I also noted that I was hearing very different interpretations from some Jewish people here in São Paulo. “Look what they’re doing to Israel!” someone said to me last week. “Do you see?” I initially took her at face value—I interpreted her comment as being about Hezbollah. As time has passed, however, I came to wonder. The night before this woman made that comment to me, a Lebanese man who is living in Brazil (but is not a citizen) was going off on Israel and a mutual friend put her arm around him and said, “Calm down. Everyone knows that Israel is wrong.”

So this brings up an important question in my mind: is the pro-Israel/anti-Israel polemic that you see in the U.S. coming to Brazil? The two groups have always functioned fairly well in Brazil by maintaining the appearance of “Convivência”—the ability to live side by side. I think this has been helped along both by Brazilian (and Luso-Brazilian) cultural expectations but also by the fact that around half of the Sirio-Lebanese immigrants to Brazil were Christians and therefore the Sirio-Lebanese ethnic identity is as tied to being from a specific ethnicity as being Arab or Muslim. What happens, however, when this breaks down? Increasingly, I am noticing that a politically active intellectual left opposes Israel wholesale and I hear a rather absurd number of anti-Semitic comments. Some Jews, meanwhile, are turning their anger and frustration toward Arabs or Muslims. I have also seen this in the U.S. over the last few years and, again, it worries me. It worries me that for some Jews, criticism of Israeli political policy is seen as anti-Semitism and it worries me that many people on the political left have become so anti-Israel that they have, in fact, become anti-Semitic and insensitive to Zionism. Or perhaps more accurately, they were always anti-Semitic but it has suddenly become politically acceptable to express this publicly.

So I was looking at a newspaper online yesterday and I began to wonder what the New York Times was saying. I took two screenshots, one last night and one this morning. The Folha was most interested in the bombing of the U.N. post and the U.S. veto of a condemnation of Israel’s activities while the Times was interested in Israeli losses.

Heloísa Helena and So-called Third Parties

a candidata

Meet the third-place candidate in the Brazilian elections. I did. Her name is Heloísa Helena and she is one of the senators who was expelled from the PT during the first year of Lula´s presidency for going against the party line on some critical votes, most notably pension reform. She really made her name, however, when she cried on the senate floor. Since then, Heloísa Helena became one of the founders of the PSOL which might be described as the workers´ wing of the Workers´ party if only they were attracting the workers and not the old socialists from the PT.

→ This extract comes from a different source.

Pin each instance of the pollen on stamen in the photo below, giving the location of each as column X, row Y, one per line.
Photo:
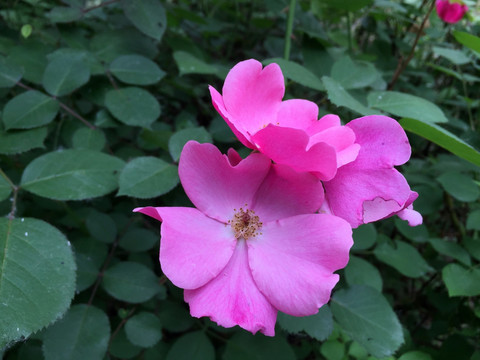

In order to attract the left, the party (which is admittedly still very young) will have to concentrate more on populism and its image. Heloísa Helena is an interesting spokeswoman for this image. On television, she has her severe ponytail and is portrayed as kind of an emotional woman both in her activities on the senate floor and on the campaign trail. The Folha in the last few days noted that she was having "woman problems" on Sunday and a blog in the same newspaper sayed that she had blown her top over pressing questions about taxes. My sense is that they are trying to undermine her as a candidate by pointing to "feminine" responses to issues and it makes me wonder what woman could run a serious campaign--the alternative would be what happened to Marta Suplicy, who was seen as hard, aloof and elitist.

I must say that in person, Heloísa Helena is very warm and nice (she is, after all, a nurse); she certainly has potential to appeal to the masses if only she can meet them and get beyond the press. The press, however, will never be her friend. The conservative media outlets (Globo, Estadão) favor Alckmin while left-leaning media sources are worried about the PSOL managing to split the progressive vote not only in the presidential election but in congressional elections; the rise of the party as embodied by Heloísa Helena could spell difficulty for the PT. Interestingly, at the moment, she seems to be undermining Alckmin every bit as much as she is undermining Lula; the polls show that she is taking intellectual elite votes from the "main" opposition candidate.